OCDocker.OCScore.Dimensionality.future.AETrainer module¶

Trainer for the future Autoencoder pipeline (denoising + multi-task).

class OCDocker.OCScore.Dimensionality.future.AETrainer.EarlyStopping(patience=20, min_delta=0.0)[source]¶

Bases: object

Simple early stopping helper.

Parameters:

patience (int, optional) – Number of epochs without improvement to wait, by default 20.
min_delta (float, optional) – Minimum improvement to reset patience, by default 0.0.

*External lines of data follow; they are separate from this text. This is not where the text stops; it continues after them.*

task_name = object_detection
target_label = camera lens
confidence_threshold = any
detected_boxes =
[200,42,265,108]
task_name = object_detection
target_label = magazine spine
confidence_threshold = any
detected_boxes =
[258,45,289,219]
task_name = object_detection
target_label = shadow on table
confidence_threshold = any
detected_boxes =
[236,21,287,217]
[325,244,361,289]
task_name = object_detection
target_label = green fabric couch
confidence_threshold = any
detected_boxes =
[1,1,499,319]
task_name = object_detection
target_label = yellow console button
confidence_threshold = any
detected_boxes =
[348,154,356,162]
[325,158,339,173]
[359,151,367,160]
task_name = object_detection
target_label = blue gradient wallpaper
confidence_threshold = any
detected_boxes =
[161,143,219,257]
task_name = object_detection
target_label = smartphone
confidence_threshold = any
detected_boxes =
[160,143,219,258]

__init__(patience=20, min_delta=0.0)[source]¶

Initialize early stopping state.

Parameters:

patience (int, optional) – Number of epochs without improvement to wait, by default 20.
min_delta (float, optional) – Minimum improvement to reset patience, by default 0.0.

Return type:

None

step(value)[source]¶

Update early stopping state.

Parameters:: value (float) – Current monitored value.
Returns:: True if training should stop.
Return type:: bool

class OCDocker.OCScore.Dimensionality.future.AETrainer.AETrainer(model, config, device, verbose=False, models_folder=None, run_name='autoencoder_future')[source]¶

Bases: object

Trainer for the future Autoencoder.

Notes

This trainer supports two stages with separate configs: - stage1: denoising reconstruction + optional energy supervision (default enabled). - stage2: optional fine-tuning stage with different weights/noise settings.

Data Flow¶

Each batch provides (features, energies, energy_mask).
energy_mask marks which samples have valid energy labels; energy loss is only computed on those samples.
Unlabeled samples can be added via X_unlabeled and are used only for reconstruction (energy_mask False).

Example

>>> trainer = AETrainer(model, config, device)
>>> metrics = trainer.fit(X_train, X_val, y_train, y_val)

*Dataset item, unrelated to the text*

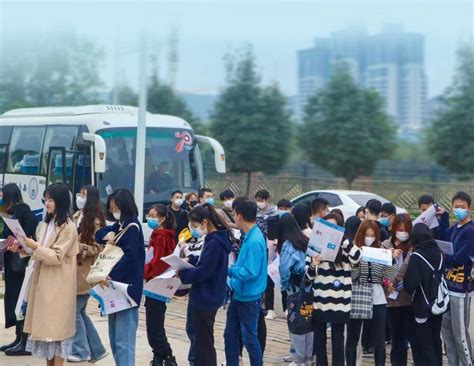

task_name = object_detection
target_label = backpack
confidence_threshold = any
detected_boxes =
[411,251,450,316]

__init__(model, config, device, verbose=False, models_folder=None, run_name='autoencoder_future')[source]¶

Initialize the trainer.

Parameters:

model (Autoencoder) – Autoencoder model.
config (dict) – Training configuration.
device (torch.device) – Execution device.
verbose (bool, optional) – Verbose mode, by default False.
models_folder (str | None, optional) – Folder to save checkpoints, by default None.
run_name (str, optional) – Checkpoint base name, by default “autoencoder_future”.

Return type:

None

evaluate(X, y=None, feature_mask=None, stage='stage1')[source]¶

Evaluate reconstruction/energy metrics on a dataset.

Parameters:

X (np.ndarray) – Feature matrix.
y (np.ndarray | None, optional) – Energy targets, by default None.
feature_mask (np.ndarray | None, optional) – Feature mask to apply, by default None.
stage (str, optional) – Stage configuration name, by default “stage1”.

Returns:

Dictionary of reconstruction/energy metrics.

Return type:

Dict[str, float]

fit(X_train, X_val=None, y_train=None, y_val=None, feature_mask=None, X_unlabeled=None)[source]¶

Train the autoencoder on the provided data.

Parameters:

X_train (np.ndarray) – Training feature matrix.
X_val (np.ndarray | None, optional) – Validation feature matrix, by default None.
y_train (np.ndarray | None, optional) – Training energy targets, by default None.
y_val (np.ndarray | None, optional) – Validation energy targets, by default None.
feature_mask (np.ndarray | None, optional) – Feature mask to apply, by default None.
X_unlabeled (np.ndarray | None, optional) – Additional unlabeled data for reconstruction, by default None.

Returns:

Training metrics and embedding statistics.

Return type:

Dict[str, object]

Notes

Stage semantics are defined by the configuration: - stage1 focuses on denoising reconstruction and (if available) energy supervision. - stage2 is optional and can reweight losses or change noise to refine the latent space. If y_train/y_val are None, the energy head is ignored and only reconstruction loss is optimized (energy_mask is all False).

Parameters:

model (Autoencoder) –
config (dict) –
device (torch.device) –
verbose (bool) –
models_folder (Optional[str]) –
run_name (str) –